Repeated accidents — both fatal and those leading to serious injuries — in the city due to passengers standing on footboards or right next to the doors of private and government buses have made Lalbazar officers sit up and take notice. The police have now decided to crack down on ‘footboard travel’ and plan to send certain recommendations to the transport department.
According to the police, the recommendations likely to be made include closing doors of moving buses, using bigger rear-view mirrors and manning of gates by a bus employee. Cops will initially ask the passengers of a crowded bus to get off if they feel there is a risk. Cops said they will now educate both bus operators and passengers in this respect.
A recent analysis has revealed 19 accidents in the past two months happened due to passengers either getting off moving buses or coming in front of a bus after standing on the footboard and falling off. The last such accident, before the one that happened on Friday, had a 46-year-old tailor losing his arm after it was ripped off when his elbow got caught between the vehicle and a building.

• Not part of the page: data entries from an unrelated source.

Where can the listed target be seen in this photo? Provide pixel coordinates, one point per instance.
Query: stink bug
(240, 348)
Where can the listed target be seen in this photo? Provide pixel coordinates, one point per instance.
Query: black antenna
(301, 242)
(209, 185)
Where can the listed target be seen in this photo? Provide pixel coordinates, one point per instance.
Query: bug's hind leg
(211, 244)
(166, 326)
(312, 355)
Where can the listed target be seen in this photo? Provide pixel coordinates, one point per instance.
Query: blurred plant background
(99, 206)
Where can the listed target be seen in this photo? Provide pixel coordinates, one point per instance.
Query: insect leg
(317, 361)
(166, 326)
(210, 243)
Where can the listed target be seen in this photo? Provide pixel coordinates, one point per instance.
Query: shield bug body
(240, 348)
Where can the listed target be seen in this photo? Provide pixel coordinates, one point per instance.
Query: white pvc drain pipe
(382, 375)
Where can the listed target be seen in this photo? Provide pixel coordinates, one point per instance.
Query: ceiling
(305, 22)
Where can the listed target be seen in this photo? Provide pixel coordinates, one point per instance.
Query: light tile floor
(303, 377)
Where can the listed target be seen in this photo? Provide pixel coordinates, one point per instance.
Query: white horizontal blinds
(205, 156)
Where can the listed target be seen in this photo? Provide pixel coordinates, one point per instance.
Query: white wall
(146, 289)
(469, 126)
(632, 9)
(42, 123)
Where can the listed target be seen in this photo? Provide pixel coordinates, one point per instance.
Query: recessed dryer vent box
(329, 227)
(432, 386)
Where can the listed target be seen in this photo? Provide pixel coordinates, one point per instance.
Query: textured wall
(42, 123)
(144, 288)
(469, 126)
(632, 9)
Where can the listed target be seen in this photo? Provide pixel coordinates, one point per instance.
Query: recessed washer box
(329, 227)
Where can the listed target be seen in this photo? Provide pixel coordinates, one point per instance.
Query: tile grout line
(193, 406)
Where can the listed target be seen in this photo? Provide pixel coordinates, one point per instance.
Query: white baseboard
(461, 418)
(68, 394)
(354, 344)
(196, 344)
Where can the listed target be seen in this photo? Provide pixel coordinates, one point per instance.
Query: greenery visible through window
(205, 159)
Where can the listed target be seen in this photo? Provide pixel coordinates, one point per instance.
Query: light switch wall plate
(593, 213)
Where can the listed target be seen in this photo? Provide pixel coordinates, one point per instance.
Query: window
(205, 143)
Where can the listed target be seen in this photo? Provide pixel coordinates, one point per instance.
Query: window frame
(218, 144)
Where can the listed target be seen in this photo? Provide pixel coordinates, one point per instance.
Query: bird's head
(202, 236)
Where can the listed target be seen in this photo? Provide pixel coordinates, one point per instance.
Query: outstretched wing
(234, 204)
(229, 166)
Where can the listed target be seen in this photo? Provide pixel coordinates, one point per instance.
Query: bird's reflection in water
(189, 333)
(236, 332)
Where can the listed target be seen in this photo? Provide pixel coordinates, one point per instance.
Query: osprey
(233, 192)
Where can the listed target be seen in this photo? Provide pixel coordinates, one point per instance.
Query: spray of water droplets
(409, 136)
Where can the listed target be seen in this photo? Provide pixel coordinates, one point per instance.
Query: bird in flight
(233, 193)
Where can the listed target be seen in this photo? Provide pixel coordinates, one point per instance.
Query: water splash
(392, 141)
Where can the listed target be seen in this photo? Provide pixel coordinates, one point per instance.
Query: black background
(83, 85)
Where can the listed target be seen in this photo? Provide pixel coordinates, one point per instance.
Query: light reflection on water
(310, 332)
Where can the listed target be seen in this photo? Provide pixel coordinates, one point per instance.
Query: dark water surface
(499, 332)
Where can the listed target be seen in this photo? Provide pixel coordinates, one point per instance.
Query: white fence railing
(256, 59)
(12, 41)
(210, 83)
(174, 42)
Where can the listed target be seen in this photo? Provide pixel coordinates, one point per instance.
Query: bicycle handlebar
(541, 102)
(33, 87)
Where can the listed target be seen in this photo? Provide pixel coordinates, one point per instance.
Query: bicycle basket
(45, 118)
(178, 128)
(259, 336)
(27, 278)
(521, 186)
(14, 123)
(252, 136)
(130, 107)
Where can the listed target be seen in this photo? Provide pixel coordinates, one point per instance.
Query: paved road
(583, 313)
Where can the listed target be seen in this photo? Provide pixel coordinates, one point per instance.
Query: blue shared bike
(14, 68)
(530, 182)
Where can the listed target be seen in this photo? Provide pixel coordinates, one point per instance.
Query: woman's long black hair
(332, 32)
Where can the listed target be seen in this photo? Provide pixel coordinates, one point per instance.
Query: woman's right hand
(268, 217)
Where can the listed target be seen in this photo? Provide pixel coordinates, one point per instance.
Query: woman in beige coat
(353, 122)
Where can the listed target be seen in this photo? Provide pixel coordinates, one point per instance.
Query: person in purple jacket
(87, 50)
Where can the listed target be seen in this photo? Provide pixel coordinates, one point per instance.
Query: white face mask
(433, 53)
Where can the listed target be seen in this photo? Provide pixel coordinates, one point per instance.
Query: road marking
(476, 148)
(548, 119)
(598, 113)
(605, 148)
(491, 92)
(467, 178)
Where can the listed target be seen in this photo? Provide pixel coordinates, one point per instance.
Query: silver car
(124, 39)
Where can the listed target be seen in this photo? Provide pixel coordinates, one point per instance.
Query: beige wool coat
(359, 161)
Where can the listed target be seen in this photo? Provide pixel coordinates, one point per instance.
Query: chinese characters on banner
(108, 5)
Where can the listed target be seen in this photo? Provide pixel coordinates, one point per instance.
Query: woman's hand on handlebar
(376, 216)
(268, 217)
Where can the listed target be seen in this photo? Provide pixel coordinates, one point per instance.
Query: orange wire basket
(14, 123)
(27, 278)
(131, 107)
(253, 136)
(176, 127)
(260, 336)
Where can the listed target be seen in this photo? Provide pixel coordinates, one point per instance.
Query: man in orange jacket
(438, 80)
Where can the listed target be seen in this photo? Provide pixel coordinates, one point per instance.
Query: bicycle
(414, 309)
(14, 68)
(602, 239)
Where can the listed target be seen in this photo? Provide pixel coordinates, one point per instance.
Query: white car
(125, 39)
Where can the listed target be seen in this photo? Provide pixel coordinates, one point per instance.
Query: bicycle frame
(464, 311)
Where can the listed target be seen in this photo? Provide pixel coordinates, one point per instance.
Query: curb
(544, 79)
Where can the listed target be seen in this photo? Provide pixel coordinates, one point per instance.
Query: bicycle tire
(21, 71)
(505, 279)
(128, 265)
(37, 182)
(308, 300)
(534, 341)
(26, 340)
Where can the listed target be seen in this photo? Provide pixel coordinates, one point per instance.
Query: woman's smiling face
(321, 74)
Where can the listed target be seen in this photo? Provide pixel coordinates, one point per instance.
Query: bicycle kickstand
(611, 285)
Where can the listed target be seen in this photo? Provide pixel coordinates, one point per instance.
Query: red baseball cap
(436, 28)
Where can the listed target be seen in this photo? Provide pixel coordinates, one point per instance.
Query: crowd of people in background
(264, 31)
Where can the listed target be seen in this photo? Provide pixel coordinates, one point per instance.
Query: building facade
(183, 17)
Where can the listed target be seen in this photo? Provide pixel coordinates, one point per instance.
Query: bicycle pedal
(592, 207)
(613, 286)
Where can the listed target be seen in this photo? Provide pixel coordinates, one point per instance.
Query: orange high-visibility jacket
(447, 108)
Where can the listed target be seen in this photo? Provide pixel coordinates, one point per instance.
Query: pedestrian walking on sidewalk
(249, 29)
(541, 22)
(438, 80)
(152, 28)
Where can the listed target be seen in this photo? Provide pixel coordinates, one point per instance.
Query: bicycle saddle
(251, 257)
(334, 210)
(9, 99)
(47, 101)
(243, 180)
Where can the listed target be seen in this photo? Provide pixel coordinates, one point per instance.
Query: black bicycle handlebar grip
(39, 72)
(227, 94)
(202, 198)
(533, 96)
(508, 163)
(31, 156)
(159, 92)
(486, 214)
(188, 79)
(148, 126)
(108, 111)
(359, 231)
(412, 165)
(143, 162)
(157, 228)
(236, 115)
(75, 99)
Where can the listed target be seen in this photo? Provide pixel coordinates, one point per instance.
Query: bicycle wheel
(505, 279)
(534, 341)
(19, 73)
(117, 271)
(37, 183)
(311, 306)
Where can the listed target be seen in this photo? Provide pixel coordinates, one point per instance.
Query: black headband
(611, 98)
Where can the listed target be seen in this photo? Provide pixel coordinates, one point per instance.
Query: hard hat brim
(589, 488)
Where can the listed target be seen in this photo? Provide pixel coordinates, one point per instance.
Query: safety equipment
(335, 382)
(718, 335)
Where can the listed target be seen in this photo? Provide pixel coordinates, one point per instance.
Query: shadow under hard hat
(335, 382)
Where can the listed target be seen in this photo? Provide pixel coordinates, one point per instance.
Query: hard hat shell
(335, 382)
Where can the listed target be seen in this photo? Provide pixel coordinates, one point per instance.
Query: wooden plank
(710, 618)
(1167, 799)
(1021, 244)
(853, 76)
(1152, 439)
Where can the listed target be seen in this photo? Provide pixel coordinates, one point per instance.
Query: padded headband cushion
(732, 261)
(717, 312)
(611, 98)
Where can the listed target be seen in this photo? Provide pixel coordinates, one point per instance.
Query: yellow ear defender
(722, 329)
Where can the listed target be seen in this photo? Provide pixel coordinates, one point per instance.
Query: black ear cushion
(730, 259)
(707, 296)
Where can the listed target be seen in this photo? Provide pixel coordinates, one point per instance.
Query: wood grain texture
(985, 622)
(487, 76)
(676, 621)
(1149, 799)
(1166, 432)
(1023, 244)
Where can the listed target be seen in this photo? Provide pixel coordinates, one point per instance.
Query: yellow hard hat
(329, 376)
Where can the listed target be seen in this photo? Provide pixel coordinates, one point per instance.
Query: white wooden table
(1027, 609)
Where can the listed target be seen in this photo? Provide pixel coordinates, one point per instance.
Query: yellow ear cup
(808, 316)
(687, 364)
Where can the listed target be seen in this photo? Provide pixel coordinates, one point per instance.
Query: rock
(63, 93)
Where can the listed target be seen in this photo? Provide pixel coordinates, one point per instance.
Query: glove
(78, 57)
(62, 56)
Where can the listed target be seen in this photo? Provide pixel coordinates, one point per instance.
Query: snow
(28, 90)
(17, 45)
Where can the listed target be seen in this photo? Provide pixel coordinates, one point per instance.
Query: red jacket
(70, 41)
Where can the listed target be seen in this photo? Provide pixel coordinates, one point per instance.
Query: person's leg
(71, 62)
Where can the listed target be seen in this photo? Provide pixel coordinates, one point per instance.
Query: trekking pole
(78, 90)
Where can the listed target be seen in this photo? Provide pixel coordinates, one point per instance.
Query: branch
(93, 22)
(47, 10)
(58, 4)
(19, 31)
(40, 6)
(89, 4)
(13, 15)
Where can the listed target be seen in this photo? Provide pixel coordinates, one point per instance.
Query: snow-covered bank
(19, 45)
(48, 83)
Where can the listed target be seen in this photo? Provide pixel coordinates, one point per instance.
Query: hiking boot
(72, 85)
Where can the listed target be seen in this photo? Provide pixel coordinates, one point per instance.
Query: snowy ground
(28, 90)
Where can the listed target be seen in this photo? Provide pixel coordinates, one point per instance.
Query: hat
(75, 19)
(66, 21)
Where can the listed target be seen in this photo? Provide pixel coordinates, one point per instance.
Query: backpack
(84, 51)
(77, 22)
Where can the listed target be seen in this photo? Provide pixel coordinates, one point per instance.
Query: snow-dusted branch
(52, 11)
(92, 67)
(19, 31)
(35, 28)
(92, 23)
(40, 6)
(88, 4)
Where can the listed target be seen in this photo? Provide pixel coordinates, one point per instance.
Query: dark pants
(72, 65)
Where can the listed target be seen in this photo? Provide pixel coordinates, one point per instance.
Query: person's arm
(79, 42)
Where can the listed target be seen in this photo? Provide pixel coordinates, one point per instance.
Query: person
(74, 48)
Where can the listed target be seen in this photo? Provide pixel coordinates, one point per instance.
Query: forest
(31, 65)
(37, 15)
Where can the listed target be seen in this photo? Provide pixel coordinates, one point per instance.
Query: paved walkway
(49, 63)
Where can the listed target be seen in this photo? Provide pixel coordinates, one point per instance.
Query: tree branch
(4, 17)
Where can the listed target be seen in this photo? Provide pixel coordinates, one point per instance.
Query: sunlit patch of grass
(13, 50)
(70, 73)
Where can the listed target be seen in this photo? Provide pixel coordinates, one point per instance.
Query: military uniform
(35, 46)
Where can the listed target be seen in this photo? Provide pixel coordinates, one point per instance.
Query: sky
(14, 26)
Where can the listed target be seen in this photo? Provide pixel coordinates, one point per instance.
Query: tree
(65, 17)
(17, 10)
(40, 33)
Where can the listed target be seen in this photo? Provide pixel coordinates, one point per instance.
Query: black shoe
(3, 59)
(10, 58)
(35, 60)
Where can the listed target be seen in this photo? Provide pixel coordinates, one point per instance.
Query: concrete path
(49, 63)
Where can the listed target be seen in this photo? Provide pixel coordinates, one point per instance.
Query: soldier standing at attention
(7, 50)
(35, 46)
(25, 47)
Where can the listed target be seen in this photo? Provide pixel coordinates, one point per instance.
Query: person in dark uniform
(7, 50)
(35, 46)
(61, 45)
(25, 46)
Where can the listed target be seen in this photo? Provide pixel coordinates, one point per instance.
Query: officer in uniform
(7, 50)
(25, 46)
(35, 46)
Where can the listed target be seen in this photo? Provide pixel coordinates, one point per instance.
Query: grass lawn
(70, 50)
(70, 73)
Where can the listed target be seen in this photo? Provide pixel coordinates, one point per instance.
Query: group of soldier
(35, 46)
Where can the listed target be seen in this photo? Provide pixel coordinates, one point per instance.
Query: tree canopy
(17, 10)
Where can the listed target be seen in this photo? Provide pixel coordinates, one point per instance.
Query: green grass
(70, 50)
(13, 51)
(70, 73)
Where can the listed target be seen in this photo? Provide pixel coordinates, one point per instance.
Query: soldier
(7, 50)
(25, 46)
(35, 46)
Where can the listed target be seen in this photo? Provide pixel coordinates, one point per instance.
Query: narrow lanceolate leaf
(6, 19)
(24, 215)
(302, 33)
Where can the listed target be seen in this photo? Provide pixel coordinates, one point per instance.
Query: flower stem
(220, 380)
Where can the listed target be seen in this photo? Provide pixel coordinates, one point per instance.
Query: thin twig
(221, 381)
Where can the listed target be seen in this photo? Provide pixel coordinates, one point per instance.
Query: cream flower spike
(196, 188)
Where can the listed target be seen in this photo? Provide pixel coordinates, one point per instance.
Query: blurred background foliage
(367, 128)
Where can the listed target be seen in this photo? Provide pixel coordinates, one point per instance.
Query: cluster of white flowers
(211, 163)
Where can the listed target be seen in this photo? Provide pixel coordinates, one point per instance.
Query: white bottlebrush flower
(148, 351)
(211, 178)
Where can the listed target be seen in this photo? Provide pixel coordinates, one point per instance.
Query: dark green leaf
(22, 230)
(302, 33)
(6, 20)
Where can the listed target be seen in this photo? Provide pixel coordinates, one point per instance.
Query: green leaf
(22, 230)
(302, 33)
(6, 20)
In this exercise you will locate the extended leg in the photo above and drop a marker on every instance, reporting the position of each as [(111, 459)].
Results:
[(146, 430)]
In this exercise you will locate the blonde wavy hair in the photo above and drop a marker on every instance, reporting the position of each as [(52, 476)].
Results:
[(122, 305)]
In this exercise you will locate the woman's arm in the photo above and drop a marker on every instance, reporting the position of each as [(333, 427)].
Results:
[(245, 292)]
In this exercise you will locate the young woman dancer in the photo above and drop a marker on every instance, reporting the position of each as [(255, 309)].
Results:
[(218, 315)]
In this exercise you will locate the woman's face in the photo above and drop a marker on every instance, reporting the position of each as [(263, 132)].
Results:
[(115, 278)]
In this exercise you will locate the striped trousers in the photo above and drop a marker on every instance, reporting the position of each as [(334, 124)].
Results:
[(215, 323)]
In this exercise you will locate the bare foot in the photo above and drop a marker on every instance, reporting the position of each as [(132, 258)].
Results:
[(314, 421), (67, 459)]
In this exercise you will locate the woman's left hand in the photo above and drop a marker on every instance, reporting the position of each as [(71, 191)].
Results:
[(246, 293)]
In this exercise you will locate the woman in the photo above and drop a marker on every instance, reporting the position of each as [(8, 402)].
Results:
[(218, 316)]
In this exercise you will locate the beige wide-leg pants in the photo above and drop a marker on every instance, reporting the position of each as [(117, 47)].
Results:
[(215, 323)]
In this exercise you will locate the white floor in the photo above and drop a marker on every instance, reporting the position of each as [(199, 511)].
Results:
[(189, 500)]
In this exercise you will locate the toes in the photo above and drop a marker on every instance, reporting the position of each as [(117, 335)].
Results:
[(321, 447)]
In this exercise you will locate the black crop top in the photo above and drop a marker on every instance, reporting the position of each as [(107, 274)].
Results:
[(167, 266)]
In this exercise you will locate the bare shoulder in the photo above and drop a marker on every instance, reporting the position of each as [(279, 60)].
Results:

He, too, was standing on the footboard of a government bus that was negotiating a narrow and congested road in Haridevpur.
“We will begin a special drive in this regard. The aim is to inculcate the best practices,” said DC (traffic) Santosh Pandey. The police said they will be speaking to transport experts and even bus manufacturers in this connection. “The AC buses are the best option. But it is the private sector that we want to regulate,” said an officer.
A senior transport department officer said they can merely advise the private bus employees to maintain vigil at the gates. “The Motor Vehicles Act does not allow us to fix door policies. Given the make of buses at present, shut doors is not a feasible option,” said an officer.
Tapan Banerjee of the Joint Council of Bus Syndicate said they were open to increasing the security of passengers. “The closed-door policy is not feasible, but we can certainly install larger rear-view mirrors. The helpers used to be our backbone at the gates, but rising costs and government apathy has forced us to abandon that system,” said Banerjee.
“Several measures — from organizing special squads to carry out random checks on the road to keeping tabs on bus drivers and holding them accountable — have been initiated. We need some more time for these steps to bear fruit,” said an IPS officer.
The police had earlier prepared a database of commercial bus drivers. “Unlike in the past when we concentrated on traffic offences committed by one vehicle, we will concentrate on the offences committed by the bus driver. Thus, identifying repeat offenders will become easier and more scientific. But now, with drivers delegating duty to conductors and helpers, this purpose of noting down their numbers might get affected,” said a senior cop.